Material and methods

The experiment was conducted at São Paulo State University (UNESP), Faculty of Veterinary Medicine and Animal Science, Botucatu Campus with the approval by the Animal Ethics Committee from this institution (protocol number 159/2013) and, in accordance with the directive 2010/63/EU.

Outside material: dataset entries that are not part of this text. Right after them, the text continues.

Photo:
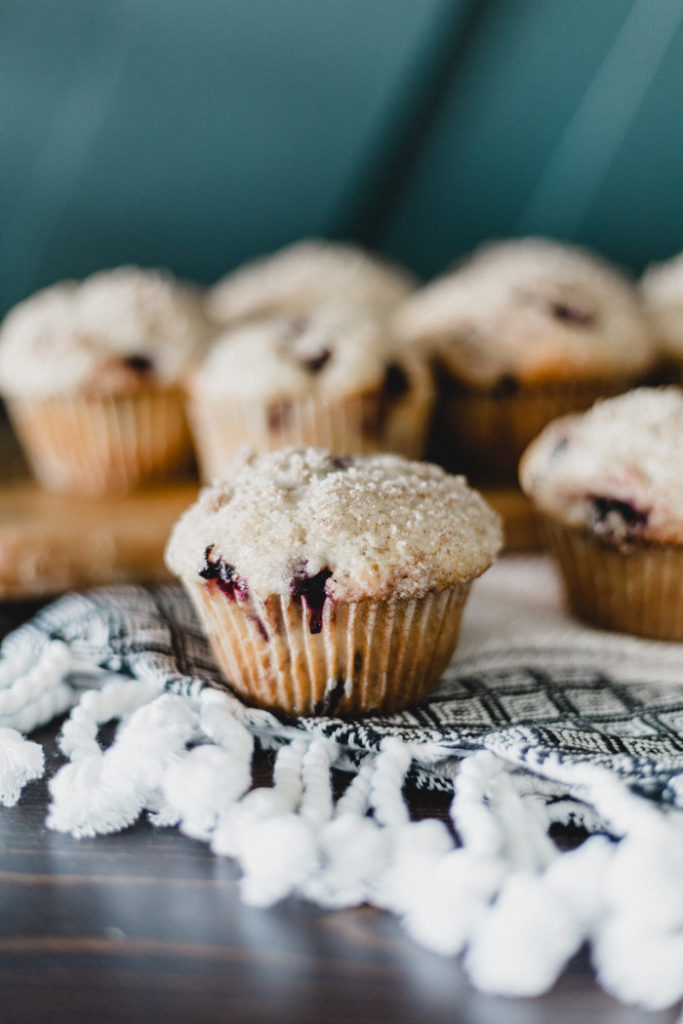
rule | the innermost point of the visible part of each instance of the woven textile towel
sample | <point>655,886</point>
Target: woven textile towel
<point>538,720</point>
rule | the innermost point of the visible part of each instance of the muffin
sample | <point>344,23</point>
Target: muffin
<point>520,333</point>
<point>608,486</point>
<point>91,376</point>
<point>307,274</point>
<point>331,378</point>
<point>662,287</point>
<point>333,585</point>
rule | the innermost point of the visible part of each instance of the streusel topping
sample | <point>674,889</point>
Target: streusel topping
<point>662,286</point>
<point>369,526</point>
<point>534,309</point>
<point>327,352</point>
<point>616,469</point>
<point>307,274</point>
<point>104,334</point>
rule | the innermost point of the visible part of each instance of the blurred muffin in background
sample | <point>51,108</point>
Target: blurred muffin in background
<point>307,274</point>
<point>332,378</point>
<point>91,376</point>
<point>523,331</point>
<point>662,287</point>
<point>608,487</point>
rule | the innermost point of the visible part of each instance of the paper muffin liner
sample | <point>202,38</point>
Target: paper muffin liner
<point>352,425</point>
<point>103,444</point>
<point>484,433</point>
<point>368,655</point>
<point>637,590</point>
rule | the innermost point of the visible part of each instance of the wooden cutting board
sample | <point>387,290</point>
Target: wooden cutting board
<point>50,543</point>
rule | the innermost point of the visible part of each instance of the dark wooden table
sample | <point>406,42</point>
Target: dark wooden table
<point>147,925</point>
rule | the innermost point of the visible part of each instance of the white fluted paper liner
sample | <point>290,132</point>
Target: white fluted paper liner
<point>98,444</point>
<point>638,590</point>
<point>368,655</point>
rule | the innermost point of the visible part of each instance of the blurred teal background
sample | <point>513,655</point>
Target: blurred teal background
<point>195,135</point>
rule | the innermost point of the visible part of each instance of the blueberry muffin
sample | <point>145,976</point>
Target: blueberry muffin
<point>331,378</point>
<point>91,373</point>
<point>662,286</point>
<point>333,585</point>
<point>307,274</point>
<point>522,332</point>
<point>608,485</point>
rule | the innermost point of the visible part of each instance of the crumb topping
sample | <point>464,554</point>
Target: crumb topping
<point>109,333</point>
<point>662,286</point>
<point>307,274</point>
<point>368,526</point>
<point>532,309</point>
<point>616,470</point>
<point>327,352</point>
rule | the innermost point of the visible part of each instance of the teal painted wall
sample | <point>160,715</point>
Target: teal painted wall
<point>196,135</point>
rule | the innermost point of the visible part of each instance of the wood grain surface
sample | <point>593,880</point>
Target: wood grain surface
<point>147,925</point>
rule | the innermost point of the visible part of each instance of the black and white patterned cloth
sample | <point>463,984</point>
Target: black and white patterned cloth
<point>527,681</point>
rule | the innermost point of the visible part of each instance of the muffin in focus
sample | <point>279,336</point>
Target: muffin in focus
<point>333,585</point>
<point>520,333</point>
<point>608,486</point>
<point>305,275</point>
<point>662,287</point>
<point>91,374</point>
<point>331,378</point>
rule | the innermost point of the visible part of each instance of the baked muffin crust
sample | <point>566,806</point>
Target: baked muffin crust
<point>615,470</point>
<point>109,334</point>
<point>326,352</point>
<point>365,526</point>
<point>662,286</point>
<point>306,274</point>
<point>531,310</point>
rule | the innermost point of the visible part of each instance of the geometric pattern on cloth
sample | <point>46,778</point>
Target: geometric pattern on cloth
<point>526,682</point>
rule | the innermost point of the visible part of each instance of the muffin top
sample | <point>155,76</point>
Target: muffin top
<point>328,352</point>
<point>114,332</point>
<point>531,309</point>
<point>307,274</point>
<point>364,526</point>
<point>615,470</point>
<point>662,286</point>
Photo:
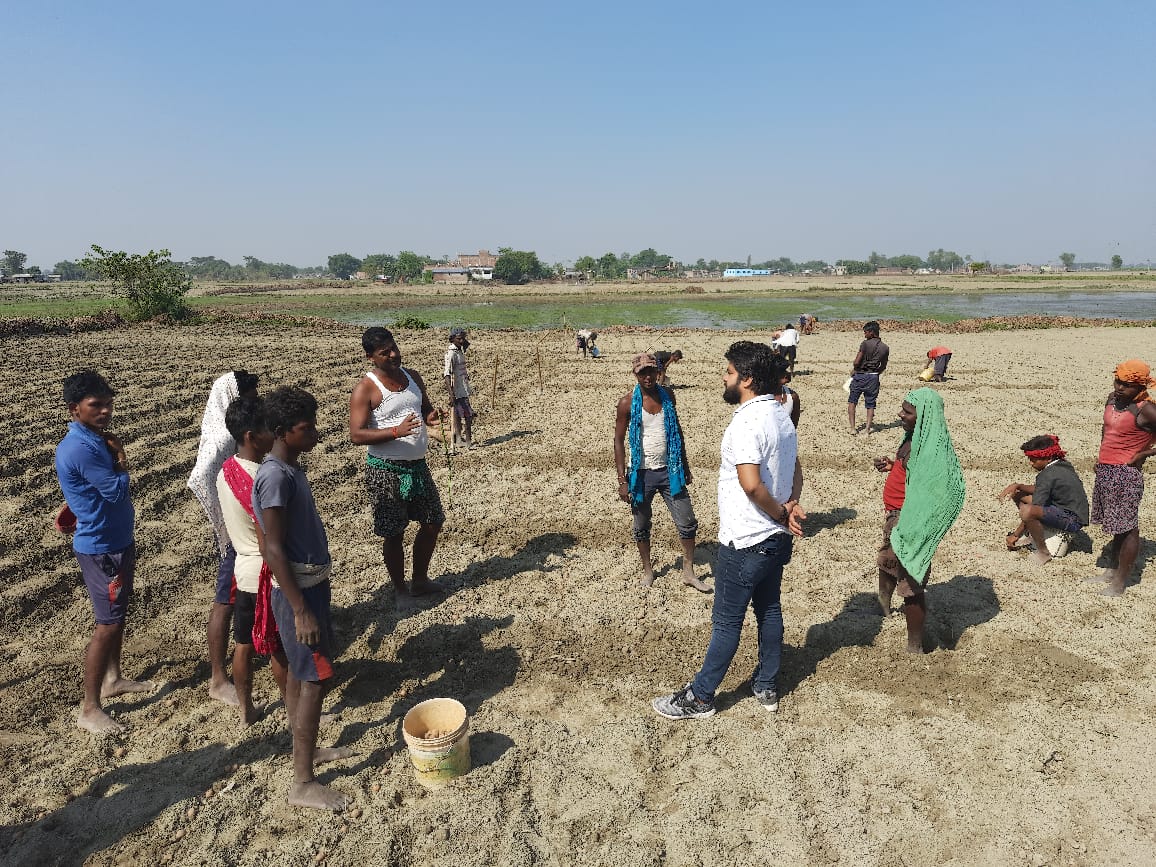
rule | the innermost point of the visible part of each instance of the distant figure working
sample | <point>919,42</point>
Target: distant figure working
<point>869,363</point>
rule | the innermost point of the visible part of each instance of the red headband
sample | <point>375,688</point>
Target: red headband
<point>1052,452</point>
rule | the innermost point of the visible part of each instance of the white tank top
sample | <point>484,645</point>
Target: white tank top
<point>653,439</point>
<point>392,412</point>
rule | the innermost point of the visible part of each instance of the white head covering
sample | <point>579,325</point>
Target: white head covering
<point>216,446</point>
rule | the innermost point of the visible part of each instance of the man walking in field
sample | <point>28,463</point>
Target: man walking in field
<point>869,363</point>
<point>760,482</point>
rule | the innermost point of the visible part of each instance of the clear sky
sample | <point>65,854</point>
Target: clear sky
<point>290,131</point>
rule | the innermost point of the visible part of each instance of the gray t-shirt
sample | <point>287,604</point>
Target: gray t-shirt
<point>1059,486</point>
<point>874,356</point>
<point>280,484</point>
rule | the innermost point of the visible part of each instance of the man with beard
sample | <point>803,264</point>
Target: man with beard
<point>760,482</point>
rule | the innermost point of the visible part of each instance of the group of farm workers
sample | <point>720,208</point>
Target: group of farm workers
<point>274,562</point>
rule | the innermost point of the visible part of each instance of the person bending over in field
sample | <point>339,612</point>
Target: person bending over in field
<point>1056,505</point>
<point>923,496</point>
<point>1126,439</point>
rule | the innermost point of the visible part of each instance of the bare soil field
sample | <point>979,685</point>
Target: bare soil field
<point>1023,738</point>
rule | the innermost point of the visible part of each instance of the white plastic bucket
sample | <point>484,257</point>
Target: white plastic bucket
<point>437,734</point>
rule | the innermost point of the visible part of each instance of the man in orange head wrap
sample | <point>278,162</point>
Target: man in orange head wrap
<point>1126,441</point>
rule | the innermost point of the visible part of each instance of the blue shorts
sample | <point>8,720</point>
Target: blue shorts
<point>109,582</point>
<point>1060,519</point>
<point>306,662</point>
<point>227,582</point>
<point>867,385</point>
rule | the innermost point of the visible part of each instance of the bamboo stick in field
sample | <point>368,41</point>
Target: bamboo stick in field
<point>494,393</point>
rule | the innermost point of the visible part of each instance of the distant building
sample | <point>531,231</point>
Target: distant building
<point>449,274</point>
<point>482,259</point>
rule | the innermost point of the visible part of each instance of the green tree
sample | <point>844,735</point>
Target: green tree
<point>13,262</point>
<point>69,271</point>
<point>906,260</point>
<point>609,267</point>
<point>343,265</point>
<point>854,267</point>
<point>517,266</point>
<point>409,265</point>
<point>380,264</point>
<point>152,283</point>
<point>945,259</point>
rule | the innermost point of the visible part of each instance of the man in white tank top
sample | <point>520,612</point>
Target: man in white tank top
<point>658,465</point>
<point>388,413</point>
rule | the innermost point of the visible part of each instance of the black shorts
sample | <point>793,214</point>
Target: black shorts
<point>244,613</point>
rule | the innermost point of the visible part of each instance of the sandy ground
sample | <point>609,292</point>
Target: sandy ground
<point>1023,739</point>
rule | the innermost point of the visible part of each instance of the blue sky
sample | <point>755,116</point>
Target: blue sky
<point>293,131</point>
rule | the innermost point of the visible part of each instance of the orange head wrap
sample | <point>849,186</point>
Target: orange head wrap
<point>1138,372</point>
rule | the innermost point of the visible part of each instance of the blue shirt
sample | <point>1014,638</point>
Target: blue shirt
<point>95,491</point>
<point>282,486</point>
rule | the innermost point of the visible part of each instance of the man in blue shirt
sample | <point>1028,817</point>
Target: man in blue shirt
<point>94,476</point>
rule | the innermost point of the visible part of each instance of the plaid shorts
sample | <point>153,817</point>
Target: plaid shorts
<point>1116,497</point>
<point>392,513</point>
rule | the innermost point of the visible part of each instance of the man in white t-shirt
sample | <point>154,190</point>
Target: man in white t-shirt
<point>760,482</point>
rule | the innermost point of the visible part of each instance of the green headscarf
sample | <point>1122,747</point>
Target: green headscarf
<point>934,491</point>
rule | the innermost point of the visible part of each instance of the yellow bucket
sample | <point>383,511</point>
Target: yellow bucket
<point>437,734</point>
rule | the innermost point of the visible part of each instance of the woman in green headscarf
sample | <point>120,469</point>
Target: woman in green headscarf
<point>921,498</point>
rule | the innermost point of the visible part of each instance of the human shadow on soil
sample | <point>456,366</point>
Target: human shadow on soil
<point>380,613</point>
<point>508,437</point>
<point>1105,558</point>
<point>819,521</point>
<point>955,606</point>
<point>856,625</point>
<point>445,660</point>
<point>120,801</point>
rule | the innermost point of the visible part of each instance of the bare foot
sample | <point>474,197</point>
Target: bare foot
<point>884,602</point>
<point>224,693</point>
<point>331,754</point>
<point>691,580</point>
<point>121,686</point>
<point>97,721</point>
<point>315,795</point>
<point>424,588</point>
<point>249,714</point>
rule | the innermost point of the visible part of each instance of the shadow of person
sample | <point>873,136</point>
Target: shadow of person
<point>856,625</point>
<point>508,437</point>
<point>119,802</point>
<point>955,606</point>
<point>829,520</point>
<point>445,661</point>
<point>380,612</point>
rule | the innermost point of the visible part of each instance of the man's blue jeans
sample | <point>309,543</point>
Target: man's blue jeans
<point>746,576</point>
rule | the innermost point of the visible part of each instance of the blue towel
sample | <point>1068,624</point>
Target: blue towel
<point>674,466</point>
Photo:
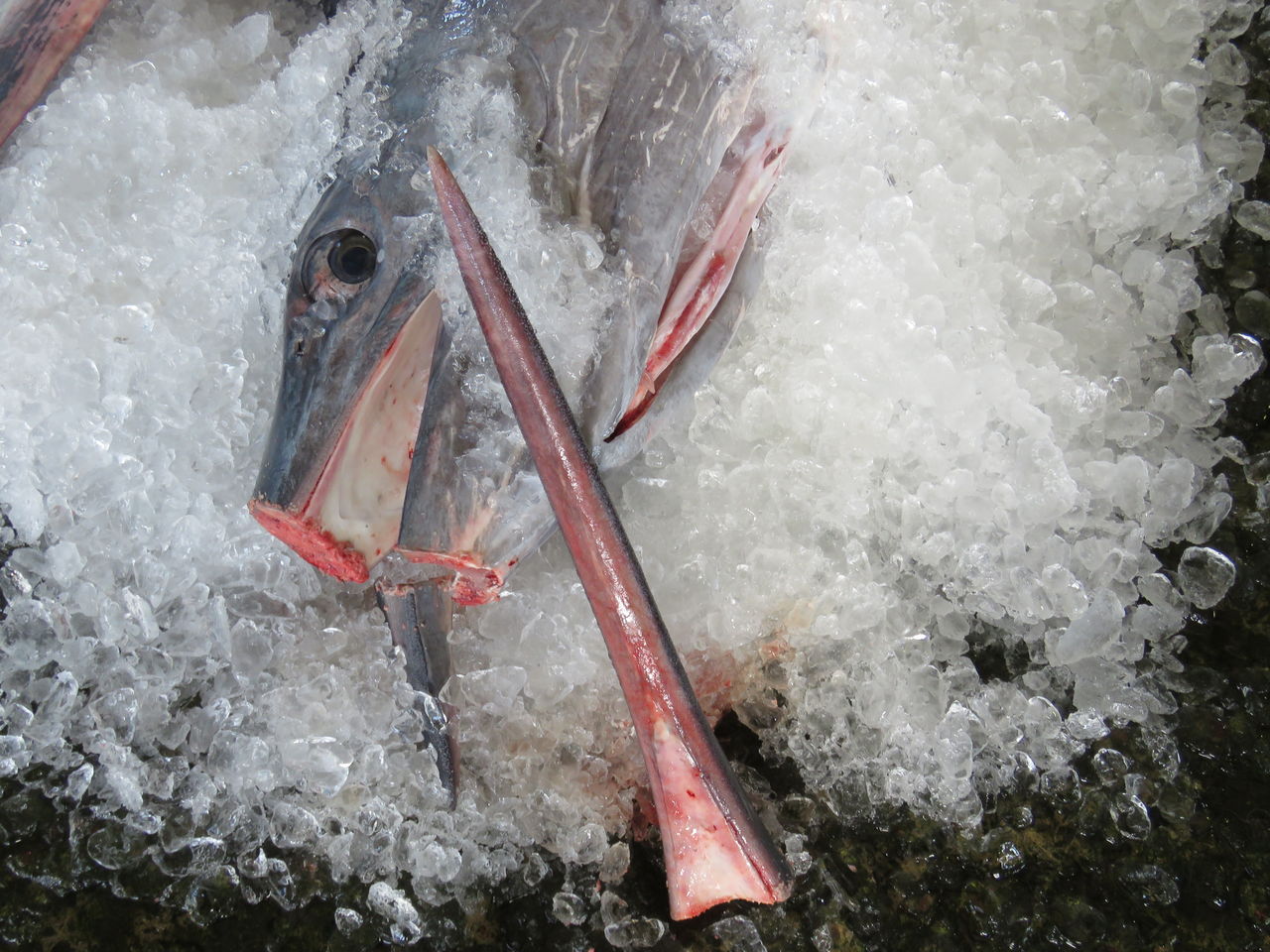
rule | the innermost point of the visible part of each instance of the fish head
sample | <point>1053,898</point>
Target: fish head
<point>362,318</point>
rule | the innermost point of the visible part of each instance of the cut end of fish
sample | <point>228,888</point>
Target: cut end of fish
<point>472,584</point>
<point>312,542</point>
<point>36,39</point>
<point>716,851</point>
<point>753,164</point>
<point>707,860</point>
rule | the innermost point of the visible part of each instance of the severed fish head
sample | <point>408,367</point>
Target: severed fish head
<point>362,320</point>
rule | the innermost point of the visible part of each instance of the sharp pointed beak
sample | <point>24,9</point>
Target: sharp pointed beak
<point>715,847</point>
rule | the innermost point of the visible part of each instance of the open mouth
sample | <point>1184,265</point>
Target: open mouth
<point>350,518</point>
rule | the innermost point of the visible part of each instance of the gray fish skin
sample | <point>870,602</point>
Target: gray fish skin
<point>36,39</point>
<point>372,435</point>
<point>635,148</point>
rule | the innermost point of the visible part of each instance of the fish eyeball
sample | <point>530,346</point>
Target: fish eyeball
<point>352,258</point>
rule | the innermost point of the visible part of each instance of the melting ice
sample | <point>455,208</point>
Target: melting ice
<point>956,416</point>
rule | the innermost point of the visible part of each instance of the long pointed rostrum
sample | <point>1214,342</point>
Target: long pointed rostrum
<point>715,847</point>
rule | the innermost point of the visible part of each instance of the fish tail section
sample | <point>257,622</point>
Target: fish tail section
<point>420,619</point>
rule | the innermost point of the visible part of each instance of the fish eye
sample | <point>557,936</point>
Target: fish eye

A total of 123 weanling piglets, females and castrated males of crossbred commercial lineage (Landrace × Large White) were housed in a nursery facility with a ceiling height of 3.5 m, side curtains and suspended metal pens of 1.75 m2 that were equipped with one feeder, one nipple-type drinker, and one heater. The pens had a partially slatted plastic flooring and compact concrete floor under the heater. The internal temperature of nursery facility was controlled by adjustment of side curtains and management of the heaters.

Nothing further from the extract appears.